OPINIÃO
10/03/2014 16:18 -03 | Atualizado 26/01/2017 21:12 -02

Cheiro de macho na TV depois de beijo gay

Depois de beijo gay na TV, agora é a vez de idolatrar os sobreviventes de uma espécie em extinção: o homem-homem. Afinal, há que ter colhões para defender um padrão de comportamento tão recriminado pelo politicamente correto.

O primeiro beijo gay no sagrado horário nobre da novela merece reverência por promover o avanço da sociedade no respeito às diferenças. Dito isso, vou defender o resgate do "cheiro de macho" que chega ao mercado nacional com a estreia da propaganda de lançamento da marca Old Spice, uma linha de produtos de higiene masculina, do portfólio da gigante Procter & Gamble. Afinal, há que ter colhões para defender um padrão de comportamento tão recriminado pelo politicamente correto. E isso, mesmo considerando que tudo não passa de uma bem-humorada criação sobre os clichês do macho alfa.

Hilária, nonsense e muito bem sucedida nos EUA, a série de comerciais - que lá se projetou com a mensagem "The Man Your Man Could Smell Like" - teve uma das maiores repercussões da publicidade mundial, não só pelo processo de criação engajado que inovou a maneira de fazer comerciais na era da internet, mas porque alavancou um rótulo em franca decadência entre os consumidores americanos. Envelhecida e sem capacidade de atrair novos públicos, a marca criada em 1938 perdia mercado ano a ano. Ao recuperar a imagem do homem que cheira feito homem, o comercial caiu no gosto da audiência e a marca voltou à liderança em sua categoria.

Por aqui, a versão nativa traz o desodorante com "partículas de cabra macho" e tem por protagonista o ator Malvino Salvador acendendo velas com lança-chamas.

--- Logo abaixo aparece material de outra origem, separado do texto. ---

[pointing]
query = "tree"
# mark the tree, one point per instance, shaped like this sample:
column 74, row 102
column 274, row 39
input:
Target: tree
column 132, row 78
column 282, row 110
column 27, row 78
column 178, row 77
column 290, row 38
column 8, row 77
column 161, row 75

Coisa de maluco, mas que só galã de novela muito macho é capaz de fazer. Nada diferente dos anúncios que catapultaram a marca no mercado americano ao atingir em cheio o gosto popular, onde o também ator Isaiah Mustafa aparece em situações inusitadas enquanto fala sobre o que as mulheres podem esperar se seus homens começarem a usar o Old Spice. As situações são tão absurdas que geraram uma infinidade de paródias e garantiram mais de 60 milhões de visualizações na internet. No meio dos profissionais de propaganda, a série de comerciais ganhou a glória das glórias com os dois troféus Grand Prix no festejado festival de publicidade Cannes Lions.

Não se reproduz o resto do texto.